At Pittcon this week, Agilent Technologies introduced the 1200 Series High Performance Autosampler SL plus, which the company said “typically” delivers the lowest carryover and highest precision of any autosampler on the market [see related story, this issue].
Carryover is as low as .004 percent and precision is typically less than .5 percent from 2 to 5 microliters and less than .7 percent from 1 to 2 microliters.
Also at Pittcon, a Bio-Rad Laboratories official said the company will be releasing the Proteon Manager Security Edition software and Proteon Installation and Qualification and Operation Qualification kit during the summer.
They are validation and regulatory tools “that will allow us to go to the manufacturing QC environments with the [surface plasmon resonance] device as well as meet the needs of those individuals in clinical research who also begin to assemble their regulator tools so they can cross over into manufacturing software,” said Renee LeMaire Adkins, marketing manager for the protein function division at Bio-Rad.
Fujifilm Life Sciences this week introduced the FLA-9000 modular image scanner for radioisotopic, fluorescent, chemiluminescent, and digitized imaging.

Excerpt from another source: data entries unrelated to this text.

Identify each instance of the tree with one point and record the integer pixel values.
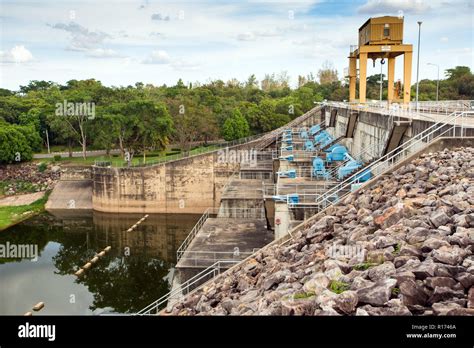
(327, 74)
(148, 126)
(15, 143)
(235, 127)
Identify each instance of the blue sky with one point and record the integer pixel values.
(121, 42)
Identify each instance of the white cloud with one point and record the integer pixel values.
(103, 53)
(394, 6)
(247, 36)
(158, 57)
(181, 64)
(159, 17)
(82, 39)
(18, 54)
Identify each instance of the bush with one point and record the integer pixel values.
(14, 146)
(42, 167)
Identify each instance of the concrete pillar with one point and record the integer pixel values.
(362, 76)
(390, 77)
(282, 219)
(407, 76)
(352, 77)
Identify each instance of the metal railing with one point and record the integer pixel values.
(221, 212)
(203, 258)
(398, 154)
(254, 175)
(183, 289)
(182, 248)
(409, 110)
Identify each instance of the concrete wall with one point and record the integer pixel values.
(189, 185)
(74, 173)
(372, 131)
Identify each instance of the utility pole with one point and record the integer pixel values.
(437, 81)
(47, 140)
(418, 64)
(382, 62)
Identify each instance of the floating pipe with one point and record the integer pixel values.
(39, 306)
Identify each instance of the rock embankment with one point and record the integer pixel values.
(404, 246)
(26, 177)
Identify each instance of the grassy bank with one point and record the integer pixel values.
(117, 160)
(15, 214)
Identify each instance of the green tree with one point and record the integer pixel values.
(235, 127)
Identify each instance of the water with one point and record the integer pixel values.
(132, 275)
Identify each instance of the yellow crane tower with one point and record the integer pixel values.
(380, 38)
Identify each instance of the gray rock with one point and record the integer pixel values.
(439, 218)
(382, 271)
(433, 243)
(412, 293)
(317, 284)
(410, 250)
(401, 260)
(449, 255)
(275, 279)
(377, 294)
(442, 308)
(466, 279)
(424, 270)
(346, 302)
(443, 294)
(433, 282)
(470, 298)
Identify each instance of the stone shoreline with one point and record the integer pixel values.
(404, 246)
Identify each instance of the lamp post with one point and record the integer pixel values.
(418, 64)
(437, 81)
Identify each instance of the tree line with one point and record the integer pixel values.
(143, 118)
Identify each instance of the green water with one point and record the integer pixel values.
(132, 275)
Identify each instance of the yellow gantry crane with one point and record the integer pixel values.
(380, 38)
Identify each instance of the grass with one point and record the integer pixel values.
(338, 287)
(397, 249)
(152, 157)
(21, 186)
(11, 215)
(303, 295)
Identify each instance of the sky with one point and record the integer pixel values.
(120, 42)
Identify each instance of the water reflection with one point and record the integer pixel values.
(129, 277)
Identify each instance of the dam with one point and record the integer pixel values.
(303, 169)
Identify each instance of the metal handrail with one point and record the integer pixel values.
(389, 157)
(214, 269)
(221, 212)
(184, 245)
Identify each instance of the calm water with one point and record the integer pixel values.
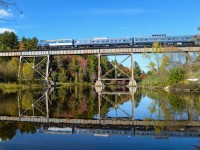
(159, 119)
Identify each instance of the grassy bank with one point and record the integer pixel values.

Also called Starion, the system is “ideal” for fluorescence detection of 2D gels by SYPRO Ruby stain and digitization of CBB-stained or silver-stained samples, the company said in a statement.
It comes in three models: IP for storage phosphor imaging; RGB Model for multi-spectral 2D gel imaging; and IR+IP Model for conducting near-infrared and radioisotopic imaging. It also offers five different excitation wavelengths, 473 nm, 532 nm, 635nm, 685 nm, and 785 nm, and a dynamic range of up to five orders of magnitude.